DALLAS — The son of a Texas cab driver who allegedly committed “honor killings” of his two daughters, has pleaded guilty to helping his father elude capture for more than 12 years, prosecutors said.
Islam Yaser-Abdel Said, 32, admitted he and his uncle had helped his father Yaser Said, who had once been on the FBI’s 10 Most Wanted list, move from house to house for years to avoid being arrested.
“Islam Said prioritized the whims of his father, an alleged killer, over justice for his own sisters. Thanks to the dogged work of the FBI and its law enforcement partners, however, Mr. Said’s efforts were ultimately in vain,” said U.S. Attorney Prerak Shah. “We are grateful to the many agents and officers who worked to apprehend Mr. Said, along with his father and uncle. Sarah and Amina deserve justice.”
The elder Mr. Said had been a fugitive from justice since New Year’s Day 2008, when he allegedly murdered his teenage daughters, Amina and Sarah. According to law enforcement, he shot the girls to death inside his taxicab and abandoned their bodies inside the vehicle.
The deaths have widely been believed the have been “honor killings” because Yaser Said disapproved of his daughter’s less stringent adherence to Islam. He was captured by the FBI in August 2020, and is currently in state custody.

Prosecutors say the younger Said and his uncle, Yassein Said, harbored his father, in an apartment in Bedford, Texas for nearly a decade. But after a maintenance worker spotted Yaser in 2017 and reported it to the FBI, Islam scrambled to further evade the authorities.
When an agent was dispatched to interview him,Islam refused to cooperate, and later called his uncle to say, “we have problem,” prosecutors said.

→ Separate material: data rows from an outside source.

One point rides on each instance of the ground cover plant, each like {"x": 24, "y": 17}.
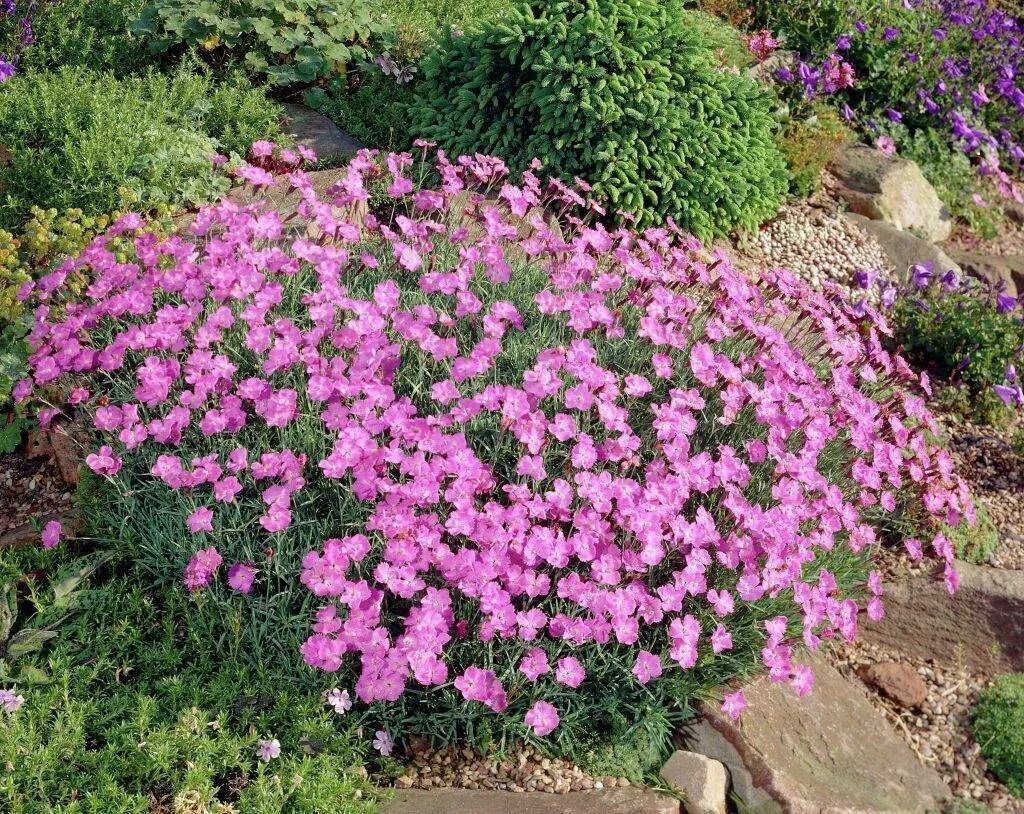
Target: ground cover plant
{"x": 962, "y": 332}
{"x": 129, "y": 708}
{"x": 622, "y": 93}
{"x": 947, "y": 67}
{"x": 77, "y": 138}
{"x": 500, "y": 480}
{"x": 287, "y": 41}
{"x": 998, "y": 729}
{"x": 45, "y": 35}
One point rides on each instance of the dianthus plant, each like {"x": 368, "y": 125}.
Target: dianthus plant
{"x": 500, "y": 469}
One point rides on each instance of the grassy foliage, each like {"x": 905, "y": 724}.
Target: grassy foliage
{"x": 85, "y": 139}
{"x": 623, "y": 93}
{"x": 998, "y": 729}
{"x": 144, "y": 713}
{"x": 89, "y": 34}
{"x": 960, "y": 336}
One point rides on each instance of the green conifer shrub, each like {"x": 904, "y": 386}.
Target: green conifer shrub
{"x": 625, "y": 94}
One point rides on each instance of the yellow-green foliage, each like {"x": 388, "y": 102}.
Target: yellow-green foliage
{"x": 626, "y": 94}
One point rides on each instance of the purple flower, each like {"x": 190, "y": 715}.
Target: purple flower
{"x": 1005, "y": 303}
{"x": 1010, "y": 395}
{"x": 921, "y": 274}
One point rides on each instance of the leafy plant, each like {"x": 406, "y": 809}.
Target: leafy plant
{"x": 140, "y": 715}
{"x": 809, "y": 144}
{"x": 998, "y": 729}
{"x": 89, "y": 140}
{"x": 19, "y": 643}
{"x": 89, "y": 34}
{"x": 624, "y": 94}
{"x": 957, "y": 333}
{"x": 289, "y": 41}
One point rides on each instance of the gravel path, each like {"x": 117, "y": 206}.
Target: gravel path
{"x": 939, "y": 732}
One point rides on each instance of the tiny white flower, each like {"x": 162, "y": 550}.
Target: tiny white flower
{"x": 340, "y": 700}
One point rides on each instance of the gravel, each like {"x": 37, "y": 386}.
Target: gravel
{"x": 939, "y": 732}
{"x": 818, "y": 245}
{"x": 986, "y": 459}
{"x": 30, "y": 487}
{"x": 521, "y": 769}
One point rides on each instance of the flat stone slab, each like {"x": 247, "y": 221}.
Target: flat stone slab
{"x": 981, "y": 627}
{"x": 829, "y": 753}
{"x": 318, "y": 133}
{"x": 631, "y": 800}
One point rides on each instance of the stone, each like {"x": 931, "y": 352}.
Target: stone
{"x": 704, "y": 782}
{"x": 994, "y": 269}
{"x": 29, "y": 536}
{"x": 980, "y": 627}
{"x": 900, "y": 683}
{"x": 829, "y": 753}
{"x": 66, "y": 443}
{"x": 318, "y": 133}
{"x": 902, "y": 248}
{"x": 891, "y": 189}
{"x": 631, "y": 800}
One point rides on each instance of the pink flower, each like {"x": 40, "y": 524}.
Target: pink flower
{"x": 383, "y": 742}
{"x": 733, "y": 704}
{"x": 103, "y": 462}
{"x": 241, "y": 575}
{"x": 201, "y": 567}
{"x": 535, "y": 663}
{"x": 51, "y": 534}
{"x": 200, "y": 520}
{"x": 542, "y": 718}
{"x": 569, "y": 672}
{"x": 647, "y": 667}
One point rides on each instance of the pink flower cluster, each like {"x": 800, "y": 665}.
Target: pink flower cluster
{"x": 560, "y": 435}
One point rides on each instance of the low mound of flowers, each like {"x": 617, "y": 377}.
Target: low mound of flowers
{"x": 480, "y": 457}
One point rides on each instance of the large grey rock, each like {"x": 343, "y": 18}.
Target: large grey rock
{"x": 892, "y": 189}
{"x": 701, "y": 780}
{"x": 829, "y": 753}
{"x": 1008, "y": 270}
{"x": 631, "y": 800}
{"x": 315, "y": 131}
{"x": 982, "y": 626}
{"x": 902, "y": 248}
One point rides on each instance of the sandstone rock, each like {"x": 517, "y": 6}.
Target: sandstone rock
{"x": 459, "y": 801}
{"x": 829, "y": 753}
{"x": 892, "y": 189}
{"x": 315, "y": 131}
{"x": 66, "y": 443}
{"x": 897, "y": 682}
{"x": 702, "y": 781}
{"x": 994, "y": 269}
{"x": 981, "y": 627}
{"x": 902, "y": 248}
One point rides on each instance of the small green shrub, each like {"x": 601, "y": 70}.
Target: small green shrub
{"x": 289, "y": 41}
{"x": 83, "y": 33}
{"x": 808, "y": 145}
{"x": 89, "y": 140}
{"x": 998, "y": 729}
{"x": 622, "y": 93}
{"x": 140, "y": 716}
{"x": 975, "y": 544}
{"x": 961, "y": 337}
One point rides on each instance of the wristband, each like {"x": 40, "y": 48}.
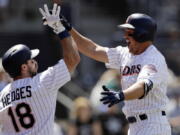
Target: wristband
{"x": 121, "y": 96}
{"x": 63, "y": 34}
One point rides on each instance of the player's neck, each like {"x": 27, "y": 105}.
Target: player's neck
{"x": 143, "y": 47}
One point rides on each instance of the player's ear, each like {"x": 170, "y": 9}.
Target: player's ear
{"x": 23, "y": 67}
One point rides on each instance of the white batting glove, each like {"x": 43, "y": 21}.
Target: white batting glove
{"x": 52, "y": 20}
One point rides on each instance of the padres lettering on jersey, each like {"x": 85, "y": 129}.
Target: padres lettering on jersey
{"x": 148, "y": 65}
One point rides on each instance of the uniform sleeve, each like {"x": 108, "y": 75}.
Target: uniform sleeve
{"x": 150, "y": 72}
{"x": 115, "y": 56}
{"x": 55, "y": 77}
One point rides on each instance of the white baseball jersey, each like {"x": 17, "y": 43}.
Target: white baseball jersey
{"x": 27, "y": 106}
{"x": 150, "y": 65}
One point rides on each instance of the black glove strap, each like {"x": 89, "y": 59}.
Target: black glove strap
{"x": 121, "y": 96}
{"x": 63, "y": 34}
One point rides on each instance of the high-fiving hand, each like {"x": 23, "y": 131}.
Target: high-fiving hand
{"x": 111, "y": 97}
{"x": 52, "y": 19}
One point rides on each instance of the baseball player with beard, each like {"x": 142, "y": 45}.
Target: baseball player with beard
{"x": 143, "y": 70}
{"x": 27, "y": 105}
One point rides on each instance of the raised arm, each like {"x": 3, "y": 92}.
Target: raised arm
{"x": 70, "y": 51}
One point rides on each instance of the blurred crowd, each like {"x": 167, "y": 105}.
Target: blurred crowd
{"x": 87, "y": 116}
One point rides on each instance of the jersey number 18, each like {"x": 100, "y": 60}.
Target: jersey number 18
{"x": 17, "y": 112}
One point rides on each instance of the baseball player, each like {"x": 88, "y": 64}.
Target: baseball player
{"x": 144, "y": 74}
{"x": 27, "y": 105}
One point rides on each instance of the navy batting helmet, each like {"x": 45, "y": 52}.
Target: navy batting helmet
{"x": 15, "y": 57}
{"x": 143, "y": 25}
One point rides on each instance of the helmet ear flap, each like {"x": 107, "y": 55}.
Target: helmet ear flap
{"x": 140, "y": 35}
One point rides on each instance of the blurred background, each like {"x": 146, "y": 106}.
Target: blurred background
{"x": 20, "y": 22}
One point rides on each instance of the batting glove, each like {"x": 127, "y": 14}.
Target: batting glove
{"x": 52, "y": 19}
{"x": 65, "y": 23}
{"x": 111, "y": 97}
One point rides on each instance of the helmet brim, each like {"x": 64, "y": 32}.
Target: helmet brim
{"x": 126, "y": 26}
{"x": 34, "y": 53}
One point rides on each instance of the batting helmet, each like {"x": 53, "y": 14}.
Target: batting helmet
{"x": 143, "y": 25}
{"x": 15, "y": 57}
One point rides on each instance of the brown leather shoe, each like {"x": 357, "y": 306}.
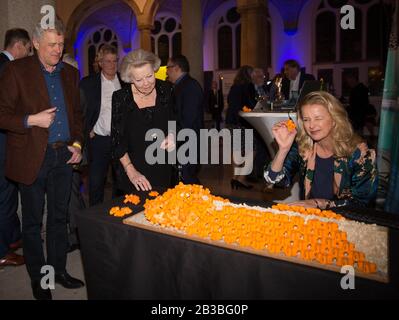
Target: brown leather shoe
{"x": 12, "y": 259}
{"x": 16, "y": 245}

Investigators say he later harbored his father inside a home in Justin, Texas that belonged to his cousin.
Islam Said pleaded guilty to one count of conspiracy to conceal a person from arrest, one count of concealing a person from arrest, and one count of conspiracy to obstruct an official proceeding. He faces up to 30 years in federal prison.
Islam’s uncle, Yassein Said, is set for trial on Feb. 1, 2021.